LONDON — A few years ago, Britain agreed to let China take an ownership stake in its newest nuclear power plants, figuring Beijing had the nuclear know-how and the construction smarts to help replace the country’s aging power stations.

It was a warm moment in British-Chinese relations, a deal signed in 2015 during a choreographed visit to London by President Xi Jinping of China with the British prime minister at the time, David Cameron.

Six years later, Britain is having second thoughts.

Financing for a planned power station facing the North Sea, estimated at $28 billion and necessary to ensure a steady stream of electricity for decades, is unexpectedly in doubt. Part of the problem: attracting investors to a project one-fifth owned by China.

Xi’s authoritarian ambitions and human rights record have chilled relations with Western nations, forcing a broad reconsideration of a range of economic dealings with the world’s second-largest economy.

The 2015 nuclear agreement even calls for letting China be majority owner of a proposed plant of its own design, at a site about 50 miles from London. Although that project is going through regulatory channels, it is expected to face strong opposition from lawmakers.

“We cannot allow the technological heart of our power system to be exposed to the risk of disruption by states that do not share our values,” said Tom Tugendhat, a member of the Conservative Party, led by Prime Minister Boris Johnson, and chairman of the foreign affairs committee in Parliament.

Evidence of the risks involved was buried in financial results published last week by Electricite de France, a French utility company that owns and operates Britain’s eight operating nuclear power stations. The company is halfway through building Britain’s first new station since the 1990s, at Hinkley Point in southwest England, a project one-third owned by China General Nuclear, China’s state-owned nuclear company.

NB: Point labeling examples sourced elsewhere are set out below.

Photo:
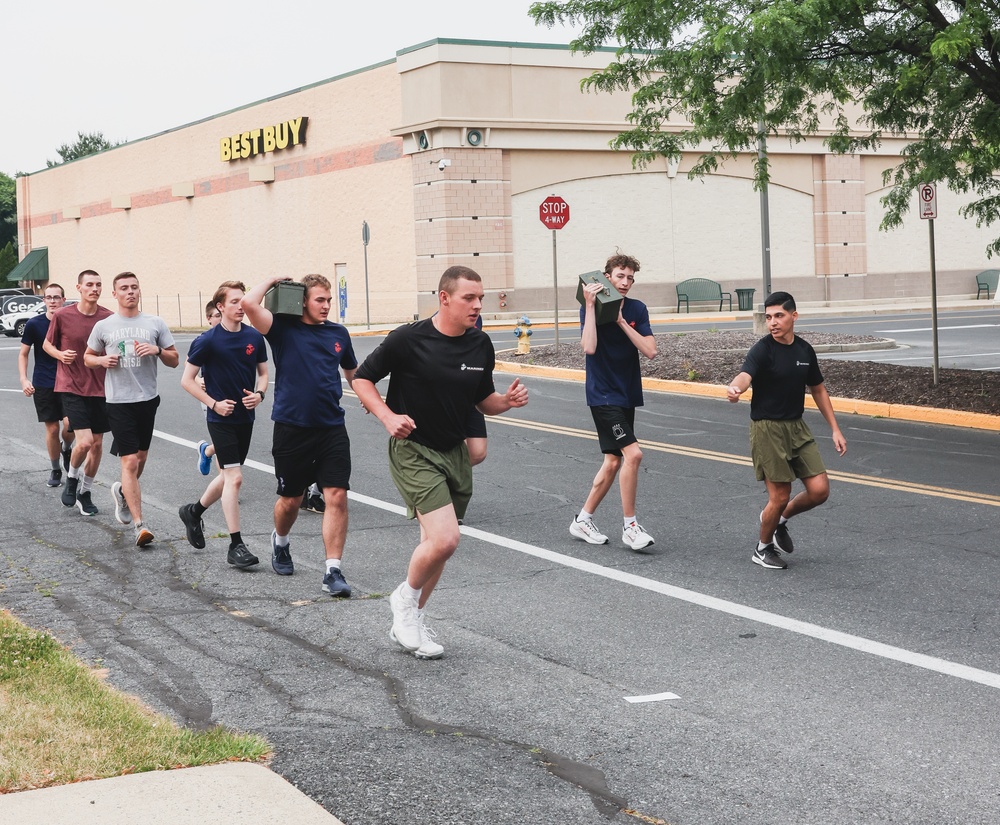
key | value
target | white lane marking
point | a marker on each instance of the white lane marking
(823, 634)
(940, 329)
(653, 697)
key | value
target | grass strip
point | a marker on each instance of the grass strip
(60, 723)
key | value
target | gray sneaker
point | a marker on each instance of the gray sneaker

EDF, in its quarterly results, urged the British government to pass legislation soon enabling a new, less risky financial and regulatory arrangement before the company embarks on the North Sea project, near a fishing village called Sizewell.

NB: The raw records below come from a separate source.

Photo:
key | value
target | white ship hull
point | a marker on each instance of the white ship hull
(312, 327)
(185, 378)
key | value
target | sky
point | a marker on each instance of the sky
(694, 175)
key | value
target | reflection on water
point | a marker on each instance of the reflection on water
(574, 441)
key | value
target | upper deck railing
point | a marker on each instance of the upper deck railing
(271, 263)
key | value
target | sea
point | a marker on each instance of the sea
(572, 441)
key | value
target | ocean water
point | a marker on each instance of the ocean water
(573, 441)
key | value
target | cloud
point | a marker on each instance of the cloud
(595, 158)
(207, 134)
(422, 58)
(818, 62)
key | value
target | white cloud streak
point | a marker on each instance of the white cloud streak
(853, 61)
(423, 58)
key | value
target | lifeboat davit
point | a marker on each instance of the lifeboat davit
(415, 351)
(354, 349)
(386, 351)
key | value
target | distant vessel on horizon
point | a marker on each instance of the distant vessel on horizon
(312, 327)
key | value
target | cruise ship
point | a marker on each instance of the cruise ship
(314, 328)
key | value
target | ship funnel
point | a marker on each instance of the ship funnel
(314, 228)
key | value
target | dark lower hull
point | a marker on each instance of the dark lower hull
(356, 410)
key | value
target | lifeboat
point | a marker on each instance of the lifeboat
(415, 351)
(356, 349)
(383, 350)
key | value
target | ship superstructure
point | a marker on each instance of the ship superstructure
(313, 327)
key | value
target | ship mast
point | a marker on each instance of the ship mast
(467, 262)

Failure to obtain these changes, the company said, could lead it to “not to make an investment decision” — in other words, walk away from the project.

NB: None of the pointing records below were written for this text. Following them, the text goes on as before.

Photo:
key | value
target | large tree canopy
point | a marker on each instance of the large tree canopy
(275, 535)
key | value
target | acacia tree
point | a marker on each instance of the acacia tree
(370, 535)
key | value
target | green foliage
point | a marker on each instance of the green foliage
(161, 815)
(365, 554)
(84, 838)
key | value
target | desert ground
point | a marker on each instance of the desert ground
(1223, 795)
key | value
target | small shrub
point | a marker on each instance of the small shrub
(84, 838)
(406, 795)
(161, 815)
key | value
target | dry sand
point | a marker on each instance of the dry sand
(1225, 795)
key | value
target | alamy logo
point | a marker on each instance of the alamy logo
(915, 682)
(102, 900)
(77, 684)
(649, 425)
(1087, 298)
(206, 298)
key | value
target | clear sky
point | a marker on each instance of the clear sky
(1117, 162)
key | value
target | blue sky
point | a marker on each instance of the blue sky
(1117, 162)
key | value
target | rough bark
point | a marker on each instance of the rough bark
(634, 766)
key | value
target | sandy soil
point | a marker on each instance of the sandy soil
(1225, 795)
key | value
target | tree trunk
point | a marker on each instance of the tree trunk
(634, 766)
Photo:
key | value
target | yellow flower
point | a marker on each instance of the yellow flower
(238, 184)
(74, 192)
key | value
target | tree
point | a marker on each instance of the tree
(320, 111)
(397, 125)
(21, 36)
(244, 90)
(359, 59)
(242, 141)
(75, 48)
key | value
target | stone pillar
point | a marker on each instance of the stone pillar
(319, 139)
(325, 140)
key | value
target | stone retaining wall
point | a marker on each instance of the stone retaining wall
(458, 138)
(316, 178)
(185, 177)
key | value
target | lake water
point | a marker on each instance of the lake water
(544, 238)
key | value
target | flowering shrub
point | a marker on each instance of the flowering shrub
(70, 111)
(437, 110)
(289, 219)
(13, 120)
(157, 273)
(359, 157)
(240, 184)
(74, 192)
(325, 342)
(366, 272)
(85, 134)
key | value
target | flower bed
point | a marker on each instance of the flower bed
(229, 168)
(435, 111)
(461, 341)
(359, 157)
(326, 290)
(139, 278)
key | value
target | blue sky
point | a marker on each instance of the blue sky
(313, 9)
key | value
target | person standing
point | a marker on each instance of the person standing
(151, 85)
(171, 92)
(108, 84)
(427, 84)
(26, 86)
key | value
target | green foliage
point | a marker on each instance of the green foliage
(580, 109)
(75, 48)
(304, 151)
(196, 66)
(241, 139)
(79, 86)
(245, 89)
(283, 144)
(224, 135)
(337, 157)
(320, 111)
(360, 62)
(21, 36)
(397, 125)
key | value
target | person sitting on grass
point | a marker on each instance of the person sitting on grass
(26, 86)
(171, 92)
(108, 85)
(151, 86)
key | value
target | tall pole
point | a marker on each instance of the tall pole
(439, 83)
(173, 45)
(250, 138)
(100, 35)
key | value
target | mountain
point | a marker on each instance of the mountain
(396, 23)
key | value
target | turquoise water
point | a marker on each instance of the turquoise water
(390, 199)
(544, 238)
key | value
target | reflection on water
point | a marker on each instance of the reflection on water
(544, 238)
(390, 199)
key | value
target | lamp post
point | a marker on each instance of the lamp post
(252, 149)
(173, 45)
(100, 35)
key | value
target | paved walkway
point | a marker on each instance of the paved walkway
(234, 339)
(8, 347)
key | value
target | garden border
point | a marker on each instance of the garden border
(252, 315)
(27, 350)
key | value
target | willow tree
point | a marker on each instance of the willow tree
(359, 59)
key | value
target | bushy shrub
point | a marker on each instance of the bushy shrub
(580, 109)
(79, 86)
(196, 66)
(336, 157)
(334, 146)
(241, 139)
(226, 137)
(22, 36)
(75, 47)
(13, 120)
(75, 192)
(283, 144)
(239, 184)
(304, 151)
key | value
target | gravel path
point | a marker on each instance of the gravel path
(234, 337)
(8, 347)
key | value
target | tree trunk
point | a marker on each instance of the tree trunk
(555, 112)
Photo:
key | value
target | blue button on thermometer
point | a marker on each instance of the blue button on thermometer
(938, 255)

EDF, which is majority owned by the French government, says it can’t afford to pay the project’s costs upfront and wants to reduce its 80% stake to a minority holding to make room for other investors.

The critical question, though, is whether the presence of China General Nuclear might give financial institutions pause, especially those from the United States.

In 2019, the company was placed on a U.S. government blacklist — which restricts U.S. companies from doing business with it — for engaging in efforts to acquire advanced U.S. nuclear technology for military purposes. In 2016, a U.S. nuclear engineer was sentenced to two years in prison for helping the company develop nuclear materials.

China General Nuclear declined to comment.

Ultimately, the government will decide the fate of Britain’s nuclear program; one option said to be on the table is the British government’s buying China’s stake in the Sizewell project.

In principle, the government wants at least one more power station after Hinkley Point to help meet its low-carbon targets. The Sizewell plant would pump out enough power for millions of homes for decades. Building a plant would also create thousands of jobs and provide money for British suppliers.